Filaggrin gene polymorphisms in Iranian ichthyosis vulgaris and atopic dermatitis patients.

BACKGROUND

Filaggrin is a key structural epidermal protein in terminal differentiation and formation of skin barrier. The important role of filaggrin and its effects in various cutaneous and noncutaneous disorders initiated a cascade of considerable research in recent years. Loss-of-function mutations in FLG, the human gene encoding profilaggrin/filaggrin, is the cause of the common skin condition ichthyosis vulgaris (IV) and major genetic predisposing factor for atopic dermatitis (AD).
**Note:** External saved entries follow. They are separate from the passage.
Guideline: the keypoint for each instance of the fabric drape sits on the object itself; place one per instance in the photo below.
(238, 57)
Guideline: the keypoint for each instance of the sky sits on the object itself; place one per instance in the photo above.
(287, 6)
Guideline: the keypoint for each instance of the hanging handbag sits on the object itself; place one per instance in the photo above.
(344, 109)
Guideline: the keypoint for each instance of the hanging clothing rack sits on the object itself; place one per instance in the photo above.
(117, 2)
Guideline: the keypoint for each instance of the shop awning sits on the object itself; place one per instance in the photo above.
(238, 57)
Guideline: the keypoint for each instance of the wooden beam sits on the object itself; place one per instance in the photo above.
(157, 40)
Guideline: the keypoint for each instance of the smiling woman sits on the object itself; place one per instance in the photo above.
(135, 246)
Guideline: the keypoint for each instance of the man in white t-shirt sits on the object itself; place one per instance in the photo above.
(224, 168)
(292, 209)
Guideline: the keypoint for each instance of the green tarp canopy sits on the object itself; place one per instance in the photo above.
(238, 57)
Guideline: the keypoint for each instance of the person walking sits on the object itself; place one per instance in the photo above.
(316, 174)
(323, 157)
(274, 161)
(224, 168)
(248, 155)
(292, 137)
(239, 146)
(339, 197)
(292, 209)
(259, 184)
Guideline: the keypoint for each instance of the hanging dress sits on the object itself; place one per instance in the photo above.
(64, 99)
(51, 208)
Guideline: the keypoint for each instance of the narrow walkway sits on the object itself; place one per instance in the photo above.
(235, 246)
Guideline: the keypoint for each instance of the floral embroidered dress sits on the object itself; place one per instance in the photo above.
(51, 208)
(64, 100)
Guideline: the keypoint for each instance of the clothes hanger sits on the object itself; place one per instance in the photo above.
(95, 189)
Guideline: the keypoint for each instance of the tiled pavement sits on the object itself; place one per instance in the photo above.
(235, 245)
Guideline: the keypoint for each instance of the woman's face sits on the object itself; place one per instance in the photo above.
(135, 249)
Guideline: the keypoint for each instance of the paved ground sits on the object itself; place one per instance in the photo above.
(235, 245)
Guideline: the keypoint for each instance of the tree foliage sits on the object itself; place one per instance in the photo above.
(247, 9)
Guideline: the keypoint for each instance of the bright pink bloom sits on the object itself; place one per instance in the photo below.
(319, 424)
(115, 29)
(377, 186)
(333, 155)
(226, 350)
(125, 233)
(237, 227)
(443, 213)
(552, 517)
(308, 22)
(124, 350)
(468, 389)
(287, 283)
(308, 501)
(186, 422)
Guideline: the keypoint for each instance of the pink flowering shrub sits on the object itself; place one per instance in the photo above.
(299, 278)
Several null mutations in the FLG gene that lead to a decrease or absence of filaggrin in skin and predispose these conditions have been described.

OBJECTIVE

The aim of this study was to investigative genetic polymorphism of FLG in Iranian patients with IV and AD.

METHODS

In the current study, we carried out full sequencing of the entire FLG coding region in 30 IV patients and 30 AD patients, and also 60 healthy controls.

RESULTS

In our research, we identified 43 variants reported previously and two novel variants.

CONCLUSION

In our study, in the AD and IV patients, loss-of-function FLG mutation was not found. This means that another mechanism other than FLG nonsense mutation is involved in the pathogenesis of these patients.